A cônsul maior Rosa Gili apoiou a estratégia, afirmando que adquirir ativos por vezes supera manter dinheiro no banco. Citou compras passadas a baixo custo agora muito mais valiosas, acrescentando que podem proteger áreas florestais ou permitir trocas de terrenos, incluindo em Can Diumenge.

Em paralelo, a câmara aprovou a execução orçamental do quarto trimestre de 2025 e as contas gerais, encerrando com um excedente de 996 338,14 euros. As receitas atingiram um recorde de 39,6 milhões de euros, superando os 37 milhões do ano anterior, face a 38,65 milhões de euros em despesa. Dolsa esclareceu que alguns rendimentos entraram em espécie e não em numerário — «caso contrário, estaríamos nos 45 milhões» —, impulsionando os ativos comunais em mais de 5 milhões de euros. As principais rubricas incluíram 11,9 milhões em impostos diretos, 1,5 milhões indiretos, mais de 13 milhões em taxas e outros itens (com 5,7 milhões de estacionamentos apesar de encerramentos parciais em Falgueró e Església por obras), mais rendas patrimoniais como 720 000 euros da SEMTEE e 458 000 euros em juros bancários.
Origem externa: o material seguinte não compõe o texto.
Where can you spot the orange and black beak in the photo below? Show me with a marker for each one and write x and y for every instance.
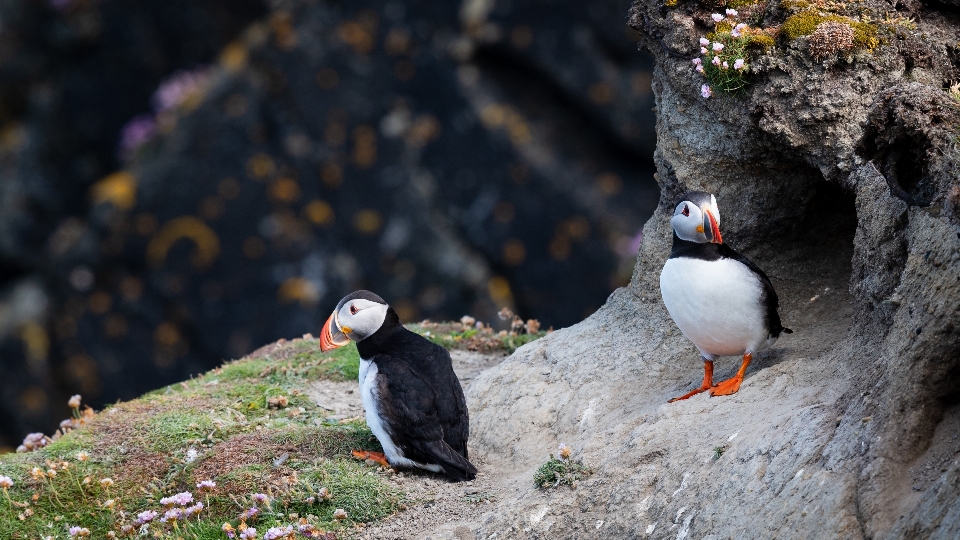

Dolsa destacou as receitas recorde junto com a menor fatia de sempre do imposto de construção em 7,5% (2,9 milhões de euros), contra 11,5% em 2024 e 17% em 2022. Atribuiu os ganhos económicos mais amplos à atividade de construção que apoia negócios relacionados. Os custos com pessoal foram executados a 93% do orçamento (13,9 milhões de euros), agora 28% do total contra 52% em 2012. O investimento atingiu 11,6 milhões de euros, o segundo mais elevado de sempre, principalmente em projetos de estacionamento — tudo sem novo endividamento ou recurso ao tesouro, mantendo o rácio de endividamento a zero.

A sessão aprovou também um suplemento de crédito de 90 000 euros para três veículos de serviços de resíduos e limpeza, com melhorias para maior versatilidade, e 30 000 euros para pavimento protetor nas instalações desportivas de Prat Gran. A vereadora da oposição Anna Garcia apoiou os veículos como necessários, mas instou a uma melhor previsão orçamental inicial. Gili citou a inflação como fator. Outras medidas incluíram novos regulamentos para o Conselho da Juventude, com oito representantes da escola Sagrada Família, e regras de utilização do Espai Jovent com ênfase em segurança, não discriminação e sanções.